Table Of Contents

Previous topic


Next topic

This content refers to the previous stable release of PyMVPA. Please visit for the most recent version of PyMVPA and its documentation.


Module: datasets.base

Inheritance diagram for mvpa.datasets.base:

Dataset container


class mvpa.datasets.base.Dataset(data=None, dsattr=None, dtype=None, samples=None, labels=None, labels_map=None, chunks=None, origids=None, check_data=True, copy_samples=False, copy_data=True, copy_dsattr=True)

Bases: object

The Dataset.

This class provides a container to store all necessary data to perform MVPA analyses. These are the data samples, as well as the labels associated with the samples. Additionally, samples can be grouped into chunks.

Groups :
  • Creators: __init__, selectFeatures, selectSamples, applyMapper
  • Mutators: permuteLabels

Important: labels assumed to be immutable, i.e. no one should modify them externally by accessing indexed items, ie something like dataset.labels[1] += 100 should not be used. If a label has to be modified, full copy of labels should be obtained, operated on, and assigned back to the dataset, otherwise dataset.uniquelabels would not work. The same applies to any other attribute which has corresponding unique* access property.

Initialize dataset instance

There are basically two different way to create a dataset:

  1. Create a new dataset from samples and sample attributes. In this mode a two-dimensional ndarray has to be passed to the samples keyword argument and the corresponding samples attributes are provided via the labels and chunks arguments.

  2. Copy contructor mode

    The second way is used internally to perform quick coyping of datasets, e.g. when performing feature selection. In this mode and the two dictionaries (data and dsattr) are required. For performance reasons this mode bypasses most of the sanity check performed by the previous mode, as for internal operations data integrity is assumed.

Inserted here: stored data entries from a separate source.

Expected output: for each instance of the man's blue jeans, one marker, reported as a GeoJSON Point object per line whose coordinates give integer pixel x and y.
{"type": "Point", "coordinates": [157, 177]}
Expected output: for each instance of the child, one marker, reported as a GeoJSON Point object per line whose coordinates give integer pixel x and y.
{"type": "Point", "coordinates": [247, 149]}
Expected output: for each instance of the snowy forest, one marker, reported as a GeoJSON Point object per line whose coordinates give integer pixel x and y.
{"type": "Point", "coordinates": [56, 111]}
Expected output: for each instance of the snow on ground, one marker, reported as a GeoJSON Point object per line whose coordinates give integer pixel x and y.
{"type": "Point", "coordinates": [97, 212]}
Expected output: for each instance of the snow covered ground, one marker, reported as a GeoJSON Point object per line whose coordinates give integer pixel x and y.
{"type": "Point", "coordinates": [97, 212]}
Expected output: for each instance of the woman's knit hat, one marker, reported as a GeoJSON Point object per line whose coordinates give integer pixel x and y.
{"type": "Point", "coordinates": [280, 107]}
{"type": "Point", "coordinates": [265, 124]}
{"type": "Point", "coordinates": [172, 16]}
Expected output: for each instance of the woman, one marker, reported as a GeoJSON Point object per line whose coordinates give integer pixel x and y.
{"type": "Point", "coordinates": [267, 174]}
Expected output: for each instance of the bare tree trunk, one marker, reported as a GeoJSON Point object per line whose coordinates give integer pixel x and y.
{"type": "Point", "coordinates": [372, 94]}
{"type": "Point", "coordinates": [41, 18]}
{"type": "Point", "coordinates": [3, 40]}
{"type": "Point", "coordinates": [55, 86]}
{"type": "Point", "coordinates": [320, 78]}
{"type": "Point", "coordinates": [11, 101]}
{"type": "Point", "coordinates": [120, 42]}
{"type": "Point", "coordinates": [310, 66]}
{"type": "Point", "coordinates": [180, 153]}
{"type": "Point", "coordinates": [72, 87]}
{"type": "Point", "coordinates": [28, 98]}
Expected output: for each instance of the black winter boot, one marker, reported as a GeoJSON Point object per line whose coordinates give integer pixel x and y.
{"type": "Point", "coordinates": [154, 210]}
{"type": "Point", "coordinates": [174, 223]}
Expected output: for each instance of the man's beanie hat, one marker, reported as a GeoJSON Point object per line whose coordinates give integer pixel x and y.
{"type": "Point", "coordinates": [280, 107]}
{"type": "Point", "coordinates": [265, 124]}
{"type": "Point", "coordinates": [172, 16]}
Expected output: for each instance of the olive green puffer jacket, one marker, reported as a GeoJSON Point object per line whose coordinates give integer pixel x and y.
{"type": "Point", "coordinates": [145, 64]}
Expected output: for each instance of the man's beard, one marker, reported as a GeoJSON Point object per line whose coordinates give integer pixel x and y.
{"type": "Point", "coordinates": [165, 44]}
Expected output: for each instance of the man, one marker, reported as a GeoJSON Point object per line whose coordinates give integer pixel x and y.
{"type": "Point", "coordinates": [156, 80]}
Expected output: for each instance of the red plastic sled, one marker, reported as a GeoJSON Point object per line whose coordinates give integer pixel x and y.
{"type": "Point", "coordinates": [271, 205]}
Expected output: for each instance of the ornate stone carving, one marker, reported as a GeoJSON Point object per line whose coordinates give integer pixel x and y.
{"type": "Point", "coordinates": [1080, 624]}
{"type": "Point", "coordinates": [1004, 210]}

  • data (dict) – Dictionary with an arbitrary number of entries. The value for each key in the dict has to be an ndarray with the same length as the number of rows in the samples array. A special entry in this dictionary is ‘samples’, a 2d array (samples x features). A shallow copy is stored in the object.
  • dsattr (dict) – Dictionary of dataset attributes. An arbitrary number of arbitrarily named and typed objects can be stored here. A shallow copy of the dictionary is stored in the object.
  • dtype (type | None) – If None – do not change data type if samples is an ndarray. Otherwise convert samples to dtype.
Keywords :
samples : ndarray

2d array (samples x features)


An array or scalar value defining labels for each samples. Generally labels should be numeric, unless labels_map is used

labels_map : None or bool or dict

Map original labels into numeric labels. If True, the mapping is computed if labels are literal. If is False, no mapping is computed. If dict instance – provided mapping is verified and applied. If you want to have labels_map just be present given already numeric labels, just assign labels_map dictionary to existing dataset instance


An array or scalar value defining chunks for each sample

Each of the Keywords arguments overwrites what is/might be already in the data container.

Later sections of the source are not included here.